Generally, there are two main theories that attempt to explain the development of osteoarthritic cysts. The first is based on the idea that synovial fluid intrudes through the articular cartilage, resulting in hydraulic destruction of subchondral bone [9]. This theory is supported by the presence of defects in the articular cartilage resulting from cysts, of fragments of articular cartilage within cysts, and the similarity of cyst fluid to synovial fluid [10]. The second theory suggests that a localized area of subchondral necrosis of bone results from repetitive microtrauma, which leads to cystic degeneration in the bone while the articular cartilage is left intact [11, 12]. This is based on evidence of bony contusion, trabecular fracture, and primary subchondral osteolysis, which may subsequently communicate with the joint if the overlying articular cartilage and subchondral bone plate crack [13]. In our case, the existence of defects in the articular cartilage above the cysts partly indicates the validity of the first theory. However, as shown in the MRI finding in the lower panel of Fig. 3 and the histological finding in the upper panel of Fig. 5, it is of note that the cystic lesion seems to fuse into a lipoma-like lesion. Spjut et al. [14] reported a coalescence of smaller degenerative cysts as a mechanism for huge cyst formation. In addition, Wada and Lambert [15] reported the deposition of intraosseous fat in a degenerating simple bone cyst, indicating that the intraosseous cavity is partly filled with fat after involution of the cyst. Taken together, these previous reports and our findings suggest one degenerative subchondral cyst may fuse with another old intraosseous cavity filled with fat tissue. Accordingly, the coalescence of two different cysts at different stages may result in huge cyst formation.

In the present case, the patient was initially diagnosed with pseudogout based on the findings of severe pain and CPPD crystal deposits. In addition, histological findings (Fig. 5, lower panel) showed no evidence of RA or its related diseases. Cysts associated with CPPD are similar to those of degenerative joint disease in that they are commonly associated with joint space loss, eburnation, and a sclerotic rim. They may be numerous and larger than those associated with degenerative joint disease with fragmentation and collapse of the subchondral bone [16]. In the present case, the existence of pseudogout may have accelerated the degenerative change and huge cyst formation.

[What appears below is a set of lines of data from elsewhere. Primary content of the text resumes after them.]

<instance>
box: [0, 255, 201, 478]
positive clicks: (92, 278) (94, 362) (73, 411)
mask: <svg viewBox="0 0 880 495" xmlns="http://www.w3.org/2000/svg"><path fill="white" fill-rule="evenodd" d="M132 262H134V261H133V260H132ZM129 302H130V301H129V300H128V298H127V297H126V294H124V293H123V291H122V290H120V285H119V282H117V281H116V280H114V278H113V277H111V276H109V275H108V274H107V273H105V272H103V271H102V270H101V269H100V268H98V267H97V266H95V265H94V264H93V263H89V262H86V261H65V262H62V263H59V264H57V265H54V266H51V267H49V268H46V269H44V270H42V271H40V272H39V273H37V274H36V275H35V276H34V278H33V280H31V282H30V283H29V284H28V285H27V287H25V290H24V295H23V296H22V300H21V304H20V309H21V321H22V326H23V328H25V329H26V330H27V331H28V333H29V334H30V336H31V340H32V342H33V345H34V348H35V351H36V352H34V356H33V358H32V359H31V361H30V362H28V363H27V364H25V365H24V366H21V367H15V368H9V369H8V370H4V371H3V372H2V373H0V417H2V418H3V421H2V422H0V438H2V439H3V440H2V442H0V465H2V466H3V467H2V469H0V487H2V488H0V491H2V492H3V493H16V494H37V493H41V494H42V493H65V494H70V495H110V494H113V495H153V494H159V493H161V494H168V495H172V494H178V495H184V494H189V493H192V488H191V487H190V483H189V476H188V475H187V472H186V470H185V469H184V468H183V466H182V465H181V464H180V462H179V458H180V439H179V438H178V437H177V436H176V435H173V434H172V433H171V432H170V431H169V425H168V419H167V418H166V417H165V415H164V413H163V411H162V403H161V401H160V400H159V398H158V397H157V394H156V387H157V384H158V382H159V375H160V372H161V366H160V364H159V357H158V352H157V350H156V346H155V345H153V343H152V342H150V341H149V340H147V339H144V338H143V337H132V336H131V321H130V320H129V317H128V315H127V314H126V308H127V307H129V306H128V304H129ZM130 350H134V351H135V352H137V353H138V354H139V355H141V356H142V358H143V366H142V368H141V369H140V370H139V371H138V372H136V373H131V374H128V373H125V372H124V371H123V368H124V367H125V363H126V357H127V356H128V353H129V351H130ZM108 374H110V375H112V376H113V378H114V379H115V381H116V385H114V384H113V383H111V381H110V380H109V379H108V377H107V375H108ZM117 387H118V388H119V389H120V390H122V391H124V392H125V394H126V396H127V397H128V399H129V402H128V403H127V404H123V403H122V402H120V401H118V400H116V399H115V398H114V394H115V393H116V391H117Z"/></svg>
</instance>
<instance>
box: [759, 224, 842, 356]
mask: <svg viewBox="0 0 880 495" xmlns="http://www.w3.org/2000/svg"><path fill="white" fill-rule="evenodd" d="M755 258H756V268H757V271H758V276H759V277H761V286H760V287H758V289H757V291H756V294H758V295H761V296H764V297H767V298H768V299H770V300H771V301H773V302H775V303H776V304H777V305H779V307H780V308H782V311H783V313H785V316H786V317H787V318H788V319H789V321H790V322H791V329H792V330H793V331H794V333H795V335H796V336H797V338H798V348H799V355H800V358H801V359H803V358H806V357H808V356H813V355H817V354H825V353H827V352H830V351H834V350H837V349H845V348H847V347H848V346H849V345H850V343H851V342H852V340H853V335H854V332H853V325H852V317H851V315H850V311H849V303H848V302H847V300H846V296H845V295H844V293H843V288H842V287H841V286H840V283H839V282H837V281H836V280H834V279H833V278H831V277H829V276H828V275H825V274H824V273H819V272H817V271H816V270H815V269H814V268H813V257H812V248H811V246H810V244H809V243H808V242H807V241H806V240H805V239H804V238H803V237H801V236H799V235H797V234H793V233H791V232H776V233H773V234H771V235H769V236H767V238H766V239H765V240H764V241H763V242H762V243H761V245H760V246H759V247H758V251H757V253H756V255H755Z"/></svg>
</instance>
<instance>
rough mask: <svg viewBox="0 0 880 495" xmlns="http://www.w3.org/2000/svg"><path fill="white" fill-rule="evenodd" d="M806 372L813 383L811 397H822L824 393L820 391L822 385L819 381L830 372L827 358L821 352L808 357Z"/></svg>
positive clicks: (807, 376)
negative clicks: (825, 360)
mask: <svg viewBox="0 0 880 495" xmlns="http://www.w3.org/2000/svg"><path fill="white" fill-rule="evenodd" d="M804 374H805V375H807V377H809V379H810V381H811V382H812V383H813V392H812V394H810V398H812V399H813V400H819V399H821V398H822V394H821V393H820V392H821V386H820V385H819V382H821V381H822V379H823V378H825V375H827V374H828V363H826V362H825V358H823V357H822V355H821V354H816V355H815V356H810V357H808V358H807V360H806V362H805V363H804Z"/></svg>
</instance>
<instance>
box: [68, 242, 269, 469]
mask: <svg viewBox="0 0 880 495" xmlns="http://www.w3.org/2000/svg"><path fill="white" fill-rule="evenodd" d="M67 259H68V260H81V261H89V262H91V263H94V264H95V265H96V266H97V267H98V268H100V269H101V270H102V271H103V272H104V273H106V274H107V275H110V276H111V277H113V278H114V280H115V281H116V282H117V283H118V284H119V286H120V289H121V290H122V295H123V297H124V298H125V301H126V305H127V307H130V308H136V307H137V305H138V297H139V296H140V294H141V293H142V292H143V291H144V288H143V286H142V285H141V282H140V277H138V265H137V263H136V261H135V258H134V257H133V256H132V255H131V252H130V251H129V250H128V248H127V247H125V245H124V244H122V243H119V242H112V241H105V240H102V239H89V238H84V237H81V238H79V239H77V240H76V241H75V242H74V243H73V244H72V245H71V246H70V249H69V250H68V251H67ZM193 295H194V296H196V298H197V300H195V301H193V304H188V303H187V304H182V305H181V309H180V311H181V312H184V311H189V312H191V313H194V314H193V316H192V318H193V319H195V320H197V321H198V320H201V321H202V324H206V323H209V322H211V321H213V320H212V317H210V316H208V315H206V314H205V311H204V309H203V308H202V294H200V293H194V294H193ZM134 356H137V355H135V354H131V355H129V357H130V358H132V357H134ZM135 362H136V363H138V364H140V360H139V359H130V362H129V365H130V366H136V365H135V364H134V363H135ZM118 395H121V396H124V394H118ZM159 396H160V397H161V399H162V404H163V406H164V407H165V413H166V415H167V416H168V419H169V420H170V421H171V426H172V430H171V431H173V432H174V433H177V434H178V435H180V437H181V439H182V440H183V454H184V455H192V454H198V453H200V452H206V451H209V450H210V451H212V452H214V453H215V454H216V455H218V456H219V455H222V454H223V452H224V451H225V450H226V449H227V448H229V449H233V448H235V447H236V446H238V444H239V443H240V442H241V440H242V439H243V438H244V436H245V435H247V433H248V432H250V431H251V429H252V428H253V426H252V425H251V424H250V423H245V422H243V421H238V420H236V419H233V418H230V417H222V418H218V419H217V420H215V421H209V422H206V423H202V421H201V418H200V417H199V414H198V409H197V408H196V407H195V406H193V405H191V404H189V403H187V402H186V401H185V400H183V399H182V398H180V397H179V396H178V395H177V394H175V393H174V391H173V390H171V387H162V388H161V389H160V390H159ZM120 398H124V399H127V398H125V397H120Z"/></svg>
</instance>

In conclusion, we reported a rare case of multiple huge subchondral cysts successfully treated with surgery. Deep and large bone defects and severe lateral laxity due to multiple huge subchondral cystic lesions were treated with semi-constrained type total knee arthroplasty with a long stem and augmentation, providing pain relief and patient satisfaction at the 1- and 2-year follow-ups.